Estados Unidos ha decidido criminalizar la economía que satisface su inmenso apetito por consumir drogas. Como México tiene un sistema policial más débil y corrupto, la tentación de dejar que se lleven a cabo allí las actividades ilegales relacionadas es natural e incluso perfectamente previsible. Además, Estados Unidos permite la venta legal de armas, con mínimas regulaciones, mientras que México no. Ese es otro factor que estimula el tráfico fronterizo.

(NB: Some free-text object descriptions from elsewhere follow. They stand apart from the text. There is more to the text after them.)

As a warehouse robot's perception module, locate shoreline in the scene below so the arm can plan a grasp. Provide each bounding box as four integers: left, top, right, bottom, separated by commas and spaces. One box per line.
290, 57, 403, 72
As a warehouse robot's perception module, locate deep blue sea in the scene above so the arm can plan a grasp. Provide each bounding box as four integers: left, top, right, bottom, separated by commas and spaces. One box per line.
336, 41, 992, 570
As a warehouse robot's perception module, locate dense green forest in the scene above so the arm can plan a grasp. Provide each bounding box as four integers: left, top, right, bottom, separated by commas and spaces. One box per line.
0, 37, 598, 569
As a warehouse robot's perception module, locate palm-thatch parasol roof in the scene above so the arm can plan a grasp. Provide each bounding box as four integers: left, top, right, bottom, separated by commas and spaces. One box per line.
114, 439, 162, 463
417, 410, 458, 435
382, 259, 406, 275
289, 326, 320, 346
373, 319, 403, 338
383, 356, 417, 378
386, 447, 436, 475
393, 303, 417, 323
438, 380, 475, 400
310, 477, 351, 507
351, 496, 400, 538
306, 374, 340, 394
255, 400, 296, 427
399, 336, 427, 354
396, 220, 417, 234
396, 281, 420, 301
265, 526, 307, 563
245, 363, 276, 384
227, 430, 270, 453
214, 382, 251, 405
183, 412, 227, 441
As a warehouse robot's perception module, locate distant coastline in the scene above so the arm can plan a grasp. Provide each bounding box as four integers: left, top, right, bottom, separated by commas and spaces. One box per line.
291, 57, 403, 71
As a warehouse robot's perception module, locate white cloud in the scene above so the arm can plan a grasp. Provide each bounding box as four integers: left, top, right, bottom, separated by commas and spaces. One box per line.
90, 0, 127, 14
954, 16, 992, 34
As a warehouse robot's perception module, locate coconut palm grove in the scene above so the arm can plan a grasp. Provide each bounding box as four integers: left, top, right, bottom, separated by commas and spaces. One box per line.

Los resultados de esta mezcla son letales. México paga un precio desproporcionado por los hábitos de consumo de drogas y el uso de armas en el país vecino; algunos cálculos hablan de más de 100.000 muertos y 22.000 desaparecidos desde que el ex presidente Felipe Calderón puso en marcha la guerra contra el narcotráfico en 2006, para no hablar del deterioro que está sufriendo la legitimidad del gobierno actual.
Ciudad Juárez permite ver el reparto geográfico de los costes sociales que acarrean las políticas de Estados Unidos para combatir la droga. Según cifras de hace cuatro años, su tasa de asesinatos era mayor que la de Bagdad, mientras que, al otro lado del puente, El Paso figuraba como la ciudad más segura de su categoría en todo Estados Unidos. ¿Pero dónde compraban sus armas las bandas de Ciudad Juárez? En El Paso. ¿Y dónde iban a parar las drogas que circulaban por Ciudad Juárez? A El Paso.
Detrás de los horrores actuales, los crímenes y la impunidad que padece México, existe una historia de profundas raíces que solo pueden afrontar los mexicanos, pero las políticas estadounidenses en materia de drogas y armas también son responsables.